Pareja había celebrado su enlace en boda colectiva y siguió el festejo en un domicilio en la Avenida Oriente, donde se desató una riña campal
Manolo Acosta
La Prensa
Lo que prometía ser una noche mágica terminó convertido en escenario de violencia, sangre y pánico para un matrimonio recién unido en Bodas Comunitarias, pero la música, brindis y abrazos, se transformó abruptamente en una batalla campal durante la madrugada.
Cerca de las 2:00 de la mañana, cuando la reunión familiar estaba por concluir, estalló el caos, invitados corrían en distintas direcciones mientras gritos y golpes rompían la tranquilidad de la fiesta nupcial.
Elementos de la policía municipal y paramédicos de Cruz Roja Mexicana acudieron tras múltiples llamadas de auxilio, las patrullas se movilizaron hasta la avenida Oriente con calle 40 para contener la violenta reyerta.
Testigos señalaron que varios jóvenes arribaron en motocicletas con claras intenciones de provocar enfrentamiento. Su presencia encendió los ánimos y desató una agresión directa contra algunos de los asistentes.
En medio del desorden resultaron lesionados los hermanos Héctor y Rodolfo, de 21 y 26 años, aunque no estaban invitados, presuntamente llegaron acompañados de otros sujetos para interrumpir la celebración matrimonial.
Durante la riña ambos sufrieron múltiples golpes en distintas partes del cuerpo tras el enfrentamiento, Rodolfo presentó una herida de consideración luego de recibir, según versiones, un batazo de aluminio en la cabeza.

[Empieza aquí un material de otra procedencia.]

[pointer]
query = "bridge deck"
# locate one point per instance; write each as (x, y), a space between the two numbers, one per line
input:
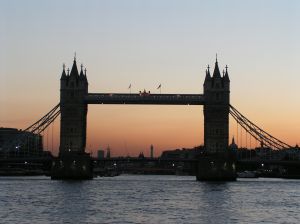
(145, 98)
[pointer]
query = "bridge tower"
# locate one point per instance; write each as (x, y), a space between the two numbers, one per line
(73, 162)
(218, 162)
(73, 89)
(216, 110)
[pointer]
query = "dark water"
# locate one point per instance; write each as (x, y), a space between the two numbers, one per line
(148, 199)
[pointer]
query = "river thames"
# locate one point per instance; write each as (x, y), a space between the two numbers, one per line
(148, 199)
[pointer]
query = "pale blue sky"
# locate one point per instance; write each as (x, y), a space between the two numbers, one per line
(150, 42)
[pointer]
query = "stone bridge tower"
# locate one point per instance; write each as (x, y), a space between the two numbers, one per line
(216, 110)
(72, 162)
(218, 162)
(73, 89)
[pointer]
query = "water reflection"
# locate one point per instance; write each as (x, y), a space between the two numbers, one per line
(148, 199)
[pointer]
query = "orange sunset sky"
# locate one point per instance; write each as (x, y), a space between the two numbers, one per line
(146, 43)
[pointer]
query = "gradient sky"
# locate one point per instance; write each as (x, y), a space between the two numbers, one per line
(146, 43)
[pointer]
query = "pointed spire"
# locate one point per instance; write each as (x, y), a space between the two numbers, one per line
(216, 70)
(226, 76)
(81, 71)
(74, 70)
(233, 142)
(63, 75)
(207, 77)
(85, 74)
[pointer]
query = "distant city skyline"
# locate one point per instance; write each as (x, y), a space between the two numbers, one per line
(147, 43)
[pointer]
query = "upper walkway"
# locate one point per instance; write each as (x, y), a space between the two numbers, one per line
(145, 98)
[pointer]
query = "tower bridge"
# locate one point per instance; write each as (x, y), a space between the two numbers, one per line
(218, 161)
(74, 98)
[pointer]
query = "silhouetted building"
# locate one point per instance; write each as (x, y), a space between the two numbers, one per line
(151, 151)
(100, 154)
(216, 110)
(233, 146)
(182, 153)
(73, 110)
(141, 155)
(108, 152)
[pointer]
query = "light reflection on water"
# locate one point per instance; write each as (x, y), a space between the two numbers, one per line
(148, 199)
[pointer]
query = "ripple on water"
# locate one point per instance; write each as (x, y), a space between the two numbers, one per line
(148, 199)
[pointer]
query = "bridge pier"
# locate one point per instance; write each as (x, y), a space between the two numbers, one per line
(216, 167)
(73, 166)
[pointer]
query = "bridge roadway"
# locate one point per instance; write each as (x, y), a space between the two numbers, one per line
(20, 160)
(145, 98)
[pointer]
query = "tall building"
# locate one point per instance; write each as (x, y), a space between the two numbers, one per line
(73, 89)
(151, 151)
(216, 110)
(108, 152)
(100, 154)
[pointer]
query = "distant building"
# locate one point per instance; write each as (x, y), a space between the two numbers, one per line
(100, 154)
(108, 152)
(29, 143)
(182, 153)
(233, 146)
(151, 151)
(141, 155)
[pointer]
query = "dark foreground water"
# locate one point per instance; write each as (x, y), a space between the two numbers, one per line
(148, 199)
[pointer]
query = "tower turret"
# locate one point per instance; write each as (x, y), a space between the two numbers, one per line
(73, 108)
(216, 111)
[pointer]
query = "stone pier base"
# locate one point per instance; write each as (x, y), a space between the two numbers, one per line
(72, 166)
(216, 167)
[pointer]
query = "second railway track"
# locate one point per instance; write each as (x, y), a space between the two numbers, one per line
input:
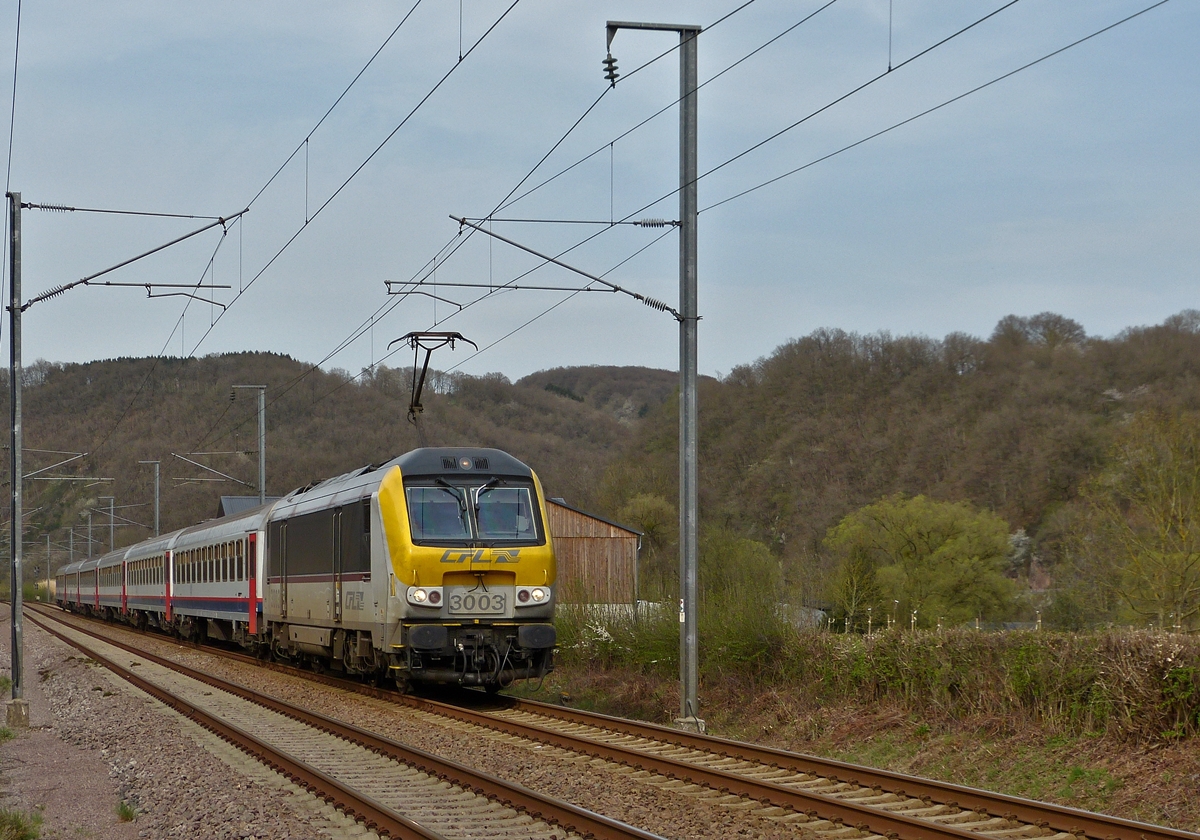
(393, 789)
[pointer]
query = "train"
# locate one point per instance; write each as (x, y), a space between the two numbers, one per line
(433, 568)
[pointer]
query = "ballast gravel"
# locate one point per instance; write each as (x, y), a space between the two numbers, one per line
(96, 742)
(186, 786)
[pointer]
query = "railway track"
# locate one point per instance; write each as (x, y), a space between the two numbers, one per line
(390, 787)
(817, 795)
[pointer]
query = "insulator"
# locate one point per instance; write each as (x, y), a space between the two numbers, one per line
(610, 70)
(654, 304)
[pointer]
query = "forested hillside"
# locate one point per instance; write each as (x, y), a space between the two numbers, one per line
(1037, 431)
(1017, 424)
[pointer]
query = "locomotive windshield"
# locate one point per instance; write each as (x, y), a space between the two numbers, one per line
(504, 514)
(438, 514)
(496, 514)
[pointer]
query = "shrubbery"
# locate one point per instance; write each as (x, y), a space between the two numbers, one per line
(1132, 684)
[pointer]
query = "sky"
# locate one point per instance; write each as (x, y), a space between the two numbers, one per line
(1072, 186)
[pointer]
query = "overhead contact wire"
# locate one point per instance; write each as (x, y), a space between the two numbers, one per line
(937, 107)
(354, 174)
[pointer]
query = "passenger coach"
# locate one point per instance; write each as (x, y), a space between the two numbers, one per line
(433, 567)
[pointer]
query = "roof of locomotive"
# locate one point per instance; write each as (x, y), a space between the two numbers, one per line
(430, 461)
(457, 460)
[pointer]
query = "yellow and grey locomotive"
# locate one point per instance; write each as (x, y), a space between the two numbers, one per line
(433, 567)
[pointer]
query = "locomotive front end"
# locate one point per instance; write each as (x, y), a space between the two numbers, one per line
(472, 568)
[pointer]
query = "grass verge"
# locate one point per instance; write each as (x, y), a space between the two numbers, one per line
(19, 826)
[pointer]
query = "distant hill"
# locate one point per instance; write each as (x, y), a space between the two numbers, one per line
(832, 421)
(624, 393)
(319, 424)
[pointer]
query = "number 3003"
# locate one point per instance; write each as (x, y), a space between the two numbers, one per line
(477, 601)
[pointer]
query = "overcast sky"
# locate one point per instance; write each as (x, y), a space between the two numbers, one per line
(1073, 186)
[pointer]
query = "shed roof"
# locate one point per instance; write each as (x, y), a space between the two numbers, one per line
(562, 503)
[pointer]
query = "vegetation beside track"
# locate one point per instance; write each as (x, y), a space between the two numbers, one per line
(1009, 750)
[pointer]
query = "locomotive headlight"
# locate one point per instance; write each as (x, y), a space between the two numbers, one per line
(425, 597)
(532, 595)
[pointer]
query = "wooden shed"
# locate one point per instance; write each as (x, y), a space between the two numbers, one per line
(597, 558)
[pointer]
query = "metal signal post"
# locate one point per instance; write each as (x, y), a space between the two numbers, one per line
(689, 473)
(18, 709)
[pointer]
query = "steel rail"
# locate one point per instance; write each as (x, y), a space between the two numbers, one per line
(563, 814)
(1059, 817)
(376, 816)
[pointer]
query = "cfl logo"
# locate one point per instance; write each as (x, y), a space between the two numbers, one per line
(478, 556)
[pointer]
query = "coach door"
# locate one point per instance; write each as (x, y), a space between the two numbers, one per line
(283, 569)
(337, 564)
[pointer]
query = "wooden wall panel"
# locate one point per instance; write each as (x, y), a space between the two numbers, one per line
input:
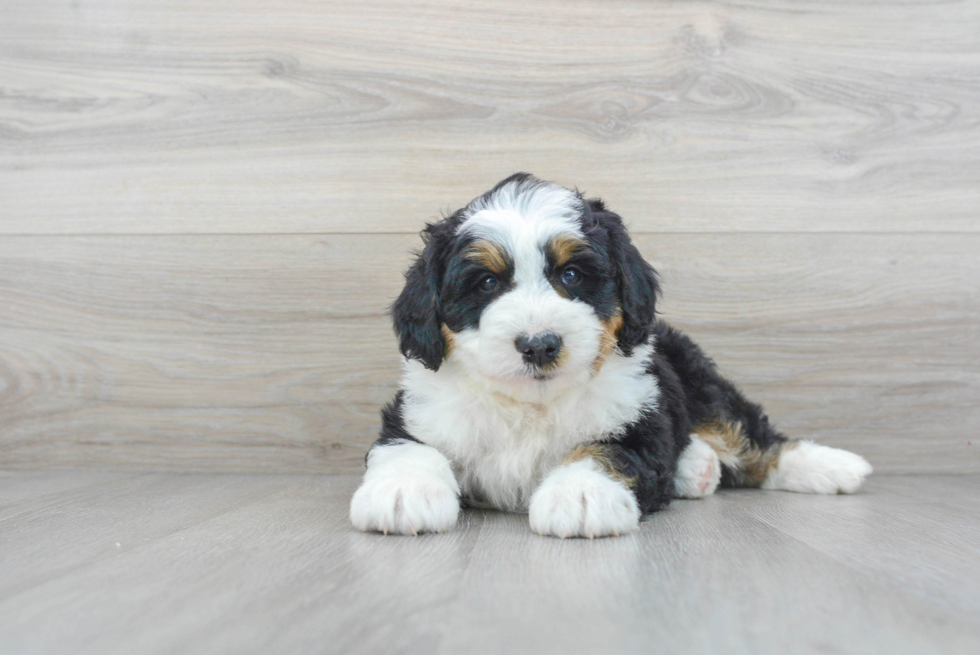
(272, 352)
(177, 116)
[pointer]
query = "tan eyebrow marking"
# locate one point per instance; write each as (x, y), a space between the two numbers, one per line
(489, 254)
(564, 246)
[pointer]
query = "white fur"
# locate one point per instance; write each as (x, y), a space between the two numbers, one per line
(502, 447)
(580, 500)
(408, 488)
(523, 225)
(502, 428)
(698, 470)
(815, 469)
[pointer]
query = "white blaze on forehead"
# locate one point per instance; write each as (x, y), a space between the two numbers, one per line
(523, 218)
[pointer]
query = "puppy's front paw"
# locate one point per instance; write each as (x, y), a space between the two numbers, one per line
(580, 500)
(404, 505)
(408, 488)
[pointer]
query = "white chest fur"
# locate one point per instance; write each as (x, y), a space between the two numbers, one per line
(501, 448)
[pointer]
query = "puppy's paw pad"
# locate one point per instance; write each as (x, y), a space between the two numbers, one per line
(404, 505)
(579, 500)
(698, 470)
(811, 468)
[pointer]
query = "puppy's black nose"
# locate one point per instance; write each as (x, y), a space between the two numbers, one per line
(541, 349)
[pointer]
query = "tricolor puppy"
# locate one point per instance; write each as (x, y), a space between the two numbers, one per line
(538, 379)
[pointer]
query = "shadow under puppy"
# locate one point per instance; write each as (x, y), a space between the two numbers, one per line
(538, 379)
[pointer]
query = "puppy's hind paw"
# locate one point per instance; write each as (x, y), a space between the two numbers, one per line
(698, 470)
(806, 467)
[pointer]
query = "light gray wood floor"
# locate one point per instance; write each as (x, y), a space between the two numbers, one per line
(96, 562)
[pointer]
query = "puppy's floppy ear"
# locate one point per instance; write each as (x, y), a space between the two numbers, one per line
(415, 313)
(638, 287)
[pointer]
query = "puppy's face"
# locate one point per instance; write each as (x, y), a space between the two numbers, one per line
(528, 288)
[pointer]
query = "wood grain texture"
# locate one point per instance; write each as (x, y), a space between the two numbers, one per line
(273, 353)
(173, 116)
(269, 564)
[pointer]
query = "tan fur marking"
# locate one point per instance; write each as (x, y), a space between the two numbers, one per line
(750, 465)
(599, 453)
(449, 337)
(607, 343)
(488, 254)
(563, 247)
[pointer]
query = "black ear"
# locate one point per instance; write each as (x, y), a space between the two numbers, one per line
(638, 287)
(416, 312)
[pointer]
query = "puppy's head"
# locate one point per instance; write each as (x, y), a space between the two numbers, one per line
(528, 286)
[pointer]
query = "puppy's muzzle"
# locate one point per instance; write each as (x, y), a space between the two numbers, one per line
(540, 350)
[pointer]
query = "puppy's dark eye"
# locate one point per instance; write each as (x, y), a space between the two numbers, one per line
(571, 276)
(488, 284)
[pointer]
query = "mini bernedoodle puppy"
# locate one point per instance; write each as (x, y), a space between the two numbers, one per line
(537, 378)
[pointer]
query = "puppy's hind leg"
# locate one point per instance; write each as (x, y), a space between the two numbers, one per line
(788, 465)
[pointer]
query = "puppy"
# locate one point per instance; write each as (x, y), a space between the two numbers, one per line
(537, 379)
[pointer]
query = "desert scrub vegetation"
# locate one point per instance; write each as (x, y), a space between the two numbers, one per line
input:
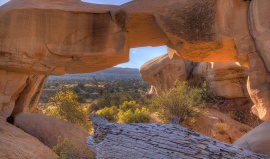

La escena obligó a los paramédicos a intervenir de inmediato para evitar consecuencias mayores, mientras tanto, la novia Princesa Guadalupe “M”, de 21 años, sufrió una severa crisis nerviosa, siendo llevada a un hospital pues se encuentra en su sexto mes de embarazo.
La joven, embarazada de seis meses, fue estabilizada y trasladada a un hospital bajo observación médica, la policía aguardará el alta de los hermanos para proceder con su aseguramiento por su presunta responsabilidad en la violenta irrupción.